A few days ago in a post titled ‘Bubble Meds, Anyone?,‘ I stated that I detest anti-depressant medications. I got several rather obnoxious comments about this (which I have been deleted, because I don’t want hate here), all telling me how evil and stupid I am to not recognize the wonders that are done by these medications. One commenter even compared me to Tom Cruise ranting on Oprah!
Let me say right now that the only similarities between Tom Cruise & I are height. And a sofa.
Anti-depressants, and medications as a whole, are a good thing. I know lots of folks whose lives are vastly improved by their blend of prescription drugs. Heck, if it weren’t for the varied anti-seizure meds I’ve been on since I was 16, I’d not be able to function. It’s quite possible that without those medications I’d be dead now. These medications save lives. I know that.
My issue with anti-depressants in the past has been simply that I’ve not yet found one that works for me. And of course, I want the quick fix. I’m not a patient person when it comes to medications–I want my pain-killers & cough syrups to work NOW!!! When the happy pills didn’t make me happy as soon as I swallowed, well, I gave up. I was young, I had time to wait for the bad feelings to go away. It wasn’t a matter of strength, so much as patience & time.

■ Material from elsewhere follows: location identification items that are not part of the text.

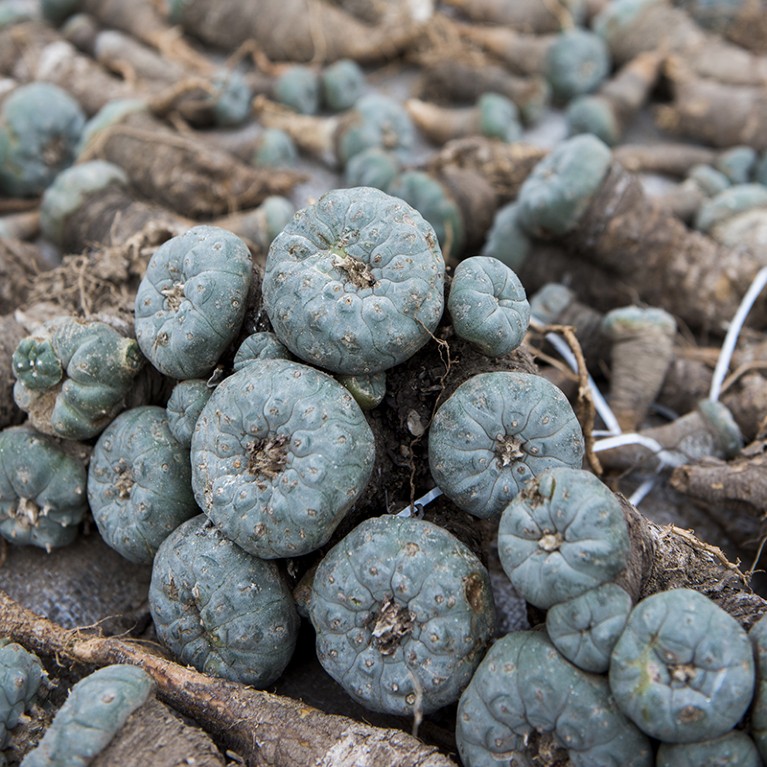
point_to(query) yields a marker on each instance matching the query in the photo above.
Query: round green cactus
(524, 688)
(488, 305)
(354, 283)
(262, 345)
(231, 97)
(42, 489)
(139, 483)
(298, 87)
(497, 431)
(280, 453)
(403, 612)
(20, 676)
(499, 117)
(191, 302)
(40, 127)
(564, 534)
(342, 84)
(585, 628)
(69, 191)
(735, 749)
(94, 712)
(683, 668)
(376, 120)
(557, 192)
(186, 401)
(576, 63)
(72, 376)
(432, 200)
(219, 609)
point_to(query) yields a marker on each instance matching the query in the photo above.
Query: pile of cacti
(382, 383)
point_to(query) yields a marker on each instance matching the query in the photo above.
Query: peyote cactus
(403, 612)
(279, 454)
(191, 302)
(354, 283)
(72, 376)
(497, 431)
(525, 696)
(262, 345)
(219, 609)
(683, 668)
(488, 305)
(96, 709)
(20, 676)
(585, 628)
(42, 489)
(186, 401)
(558, 190)
(139, 483)
(40, 127)
(564, 534)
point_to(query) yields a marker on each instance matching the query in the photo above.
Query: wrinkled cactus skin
(279, 454)
(524, 687)
(72, 376)
(42, 489)
(683, 668)
(20, 676)
(585, 628)
(219, 609)
(94, 712)
(354, 283)
(497, 431)
(403, 613)
(488, 305)
(564, 534)
(191, 302)
(139, 483)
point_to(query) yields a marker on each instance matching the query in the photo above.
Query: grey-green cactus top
(354, 283)
(95, 711)
(191, 302)
(403, 612)
(497, 431)
(279, 454)
(73, 375)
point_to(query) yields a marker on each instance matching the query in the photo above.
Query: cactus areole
(354, 283)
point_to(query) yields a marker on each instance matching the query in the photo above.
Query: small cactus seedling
(219, 609)
(683, 668)
(95, 710)
(354, 283)
(403, 613)
(563, 535)
(488, 305)
(280, 453)
(585, 628)
(497, 431)
(20, 676)
(191, 302)
(139, 483)
(72, 376)
(42, 489)
(526, 703)
(40, 127)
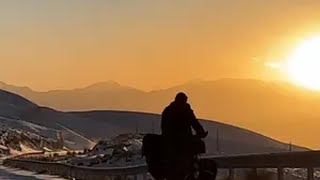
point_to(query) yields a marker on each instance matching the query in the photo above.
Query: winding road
(16, 174)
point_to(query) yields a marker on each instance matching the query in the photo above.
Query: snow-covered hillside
(18, 136)
(124, 150)
(14, 106)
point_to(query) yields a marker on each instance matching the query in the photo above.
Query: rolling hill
(82, 129)
(266, 107)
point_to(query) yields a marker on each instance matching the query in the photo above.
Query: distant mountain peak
(102, 85)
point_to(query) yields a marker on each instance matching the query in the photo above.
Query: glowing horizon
(59, 44)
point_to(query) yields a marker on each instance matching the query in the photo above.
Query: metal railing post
(280, 173)
(310, 173)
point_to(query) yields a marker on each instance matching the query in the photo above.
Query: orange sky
(147, 44)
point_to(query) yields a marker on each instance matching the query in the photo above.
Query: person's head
(181, 98)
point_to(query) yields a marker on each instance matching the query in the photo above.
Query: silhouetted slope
(266, 107)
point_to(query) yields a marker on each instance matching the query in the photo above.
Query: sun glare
(303, 64)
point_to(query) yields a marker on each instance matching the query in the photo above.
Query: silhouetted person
(177, 123)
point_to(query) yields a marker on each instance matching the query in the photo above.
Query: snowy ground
(16, 174)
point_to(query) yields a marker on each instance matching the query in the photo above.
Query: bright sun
(303, 65)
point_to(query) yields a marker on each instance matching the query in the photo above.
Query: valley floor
(16, 174)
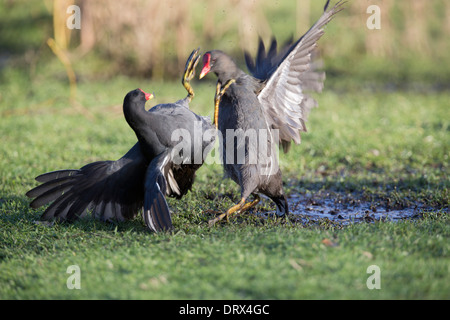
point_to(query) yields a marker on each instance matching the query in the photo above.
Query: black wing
(111, 190)
(156, 211)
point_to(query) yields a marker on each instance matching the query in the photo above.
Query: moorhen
(271, 102)
(154, 167)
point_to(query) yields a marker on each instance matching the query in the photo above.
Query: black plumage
(272, 100)
(149, 171)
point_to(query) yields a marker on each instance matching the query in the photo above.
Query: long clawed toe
(189, 72)
(239, 208)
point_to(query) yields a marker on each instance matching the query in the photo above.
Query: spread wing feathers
(284, 102)
(111, 190)
(156, 211)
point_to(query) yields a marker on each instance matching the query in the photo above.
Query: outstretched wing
(156, 211)
(111, 190)
(283, 98)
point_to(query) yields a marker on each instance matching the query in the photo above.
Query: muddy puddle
(344, 210)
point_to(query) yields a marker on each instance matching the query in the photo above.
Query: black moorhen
(154, 167)
(271, 101)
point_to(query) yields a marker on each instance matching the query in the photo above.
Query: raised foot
(189, 72)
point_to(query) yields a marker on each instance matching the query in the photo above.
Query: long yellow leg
(220, 91)
(189, 72)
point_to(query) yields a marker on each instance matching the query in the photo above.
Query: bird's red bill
(148, 96)
(206, 65)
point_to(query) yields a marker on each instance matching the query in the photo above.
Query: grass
(372, 146)
(384, 147)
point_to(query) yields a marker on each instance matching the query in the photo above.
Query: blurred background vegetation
(152, 38)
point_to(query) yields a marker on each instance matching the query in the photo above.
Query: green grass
(383, 147)
(372, 146)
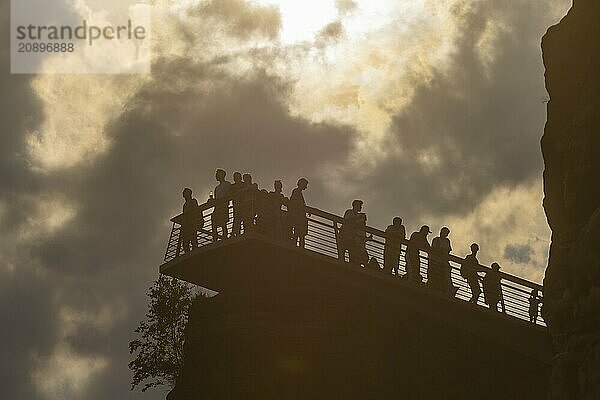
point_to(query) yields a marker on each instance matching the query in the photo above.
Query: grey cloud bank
(482, 128)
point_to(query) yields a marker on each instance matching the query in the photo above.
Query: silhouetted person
(274, 214)
(350, 237)
(297, 213)
(236, 193)
(492, 288)
(439, 271)
(360, 242)
(220, 215)
(189, 222)
(468, 270)
(394, 235)
(247, 206)
(534, 305)
(418, 241)
(261, 206)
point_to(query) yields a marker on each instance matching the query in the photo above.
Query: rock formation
(571, 147)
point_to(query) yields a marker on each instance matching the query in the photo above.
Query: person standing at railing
(261, 207)
(273, 212)
(439, 271)
(360, 243)
(418, 241)
(235, 193)
(350, 232)
(189, 222)
(247, 206)
(220, 215)
(468, 270)
(492, 288)
(394, 235)
(534, 305)
(297, 213)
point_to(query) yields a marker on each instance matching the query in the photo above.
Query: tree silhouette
(159, 346)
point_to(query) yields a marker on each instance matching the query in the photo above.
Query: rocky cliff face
(571, 147)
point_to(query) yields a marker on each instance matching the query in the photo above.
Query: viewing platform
(292, 322)
(322, 243)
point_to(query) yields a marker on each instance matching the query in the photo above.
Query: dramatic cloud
(428, 109)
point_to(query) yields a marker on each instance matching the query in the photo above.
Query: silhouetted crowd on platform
(245, 208)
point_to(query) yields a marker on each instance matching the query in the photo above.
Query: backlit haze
(431, 110)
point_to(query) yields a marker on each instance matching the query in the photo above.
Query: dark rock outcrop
(571, 147)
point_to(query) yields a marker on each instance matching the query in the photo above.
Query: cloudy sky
(428, 109)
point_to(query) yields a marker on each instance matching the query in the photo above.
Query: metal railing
(323, 237)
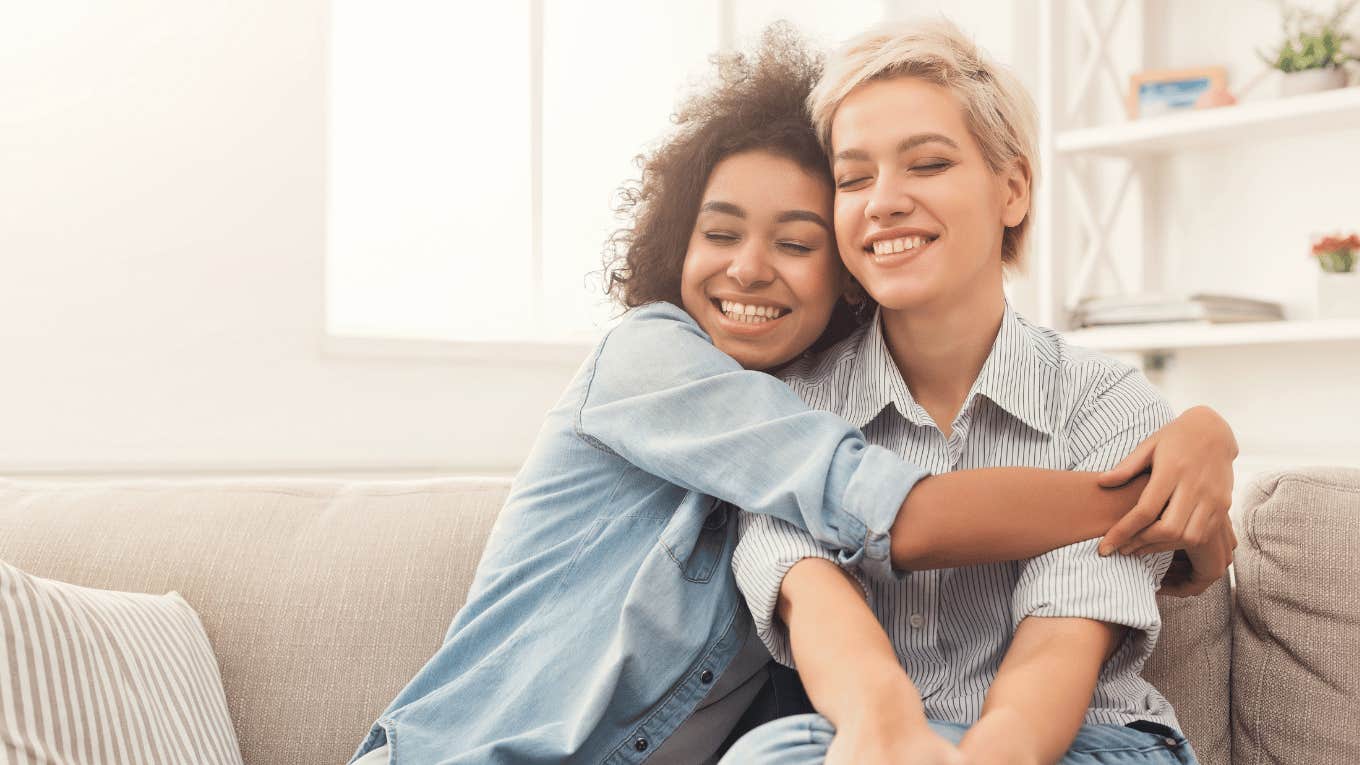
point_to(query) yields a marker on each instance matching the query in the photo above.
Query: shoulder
(1088, 385)
(826, 370)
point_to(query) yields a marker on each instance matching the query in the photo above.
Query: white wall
(162, 177)
(162, 251)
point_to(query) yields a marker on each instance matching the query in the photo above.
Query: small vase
(1313, 80)
(1338, 296)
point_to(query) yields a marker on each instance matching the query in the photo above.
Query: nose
(750, 264)
(888, 199)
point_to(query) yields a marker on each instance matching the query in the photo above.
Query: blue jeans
(803, 739)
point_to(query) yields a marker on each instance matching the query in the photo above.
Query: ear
(1015, 192)
(852, 290)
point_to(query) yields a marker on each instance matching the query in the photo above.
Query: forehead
(880, 113)
(762, 181)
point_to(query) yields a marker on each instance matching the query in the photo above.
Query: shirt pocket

I’m not that young anymore. Many, many things have changed since the last time I had an episode of major depression. Back then I was living with my parents, I had no one depending on me for anything, my health was much better, and my stress level was lower. Now I’m living with my fiance and we are trying to start a business, my health is not good (although my seizures are controlled!), I’m in charge of a household. (Yes, I am!)
Stress, well, stress is high. My best friend, Michele, who just came through breast cancer with a smile on her face has been sick for the last few months. Two weeks ago they found Stage Four cancer in her bone marrow, the bones on her back, and a spot on her lungs. She began chemo last week. I want to be there holding her hand right now, but don’t have the money for my passport, much less a plane ticket to Toronto, where she lives. (Her mom is there, so she has help.) But can you understand why my stress level just flew up?
Anyway. My point is that I do not have anything against these medications or the people who take them. I’m not looking for a quick fix this time; I’m willing to be patient.
But if Tom Cruise shows up, telling me all I need are vitamins & exercise to fix my depression, there’s gonna be one less Scientologist in the world.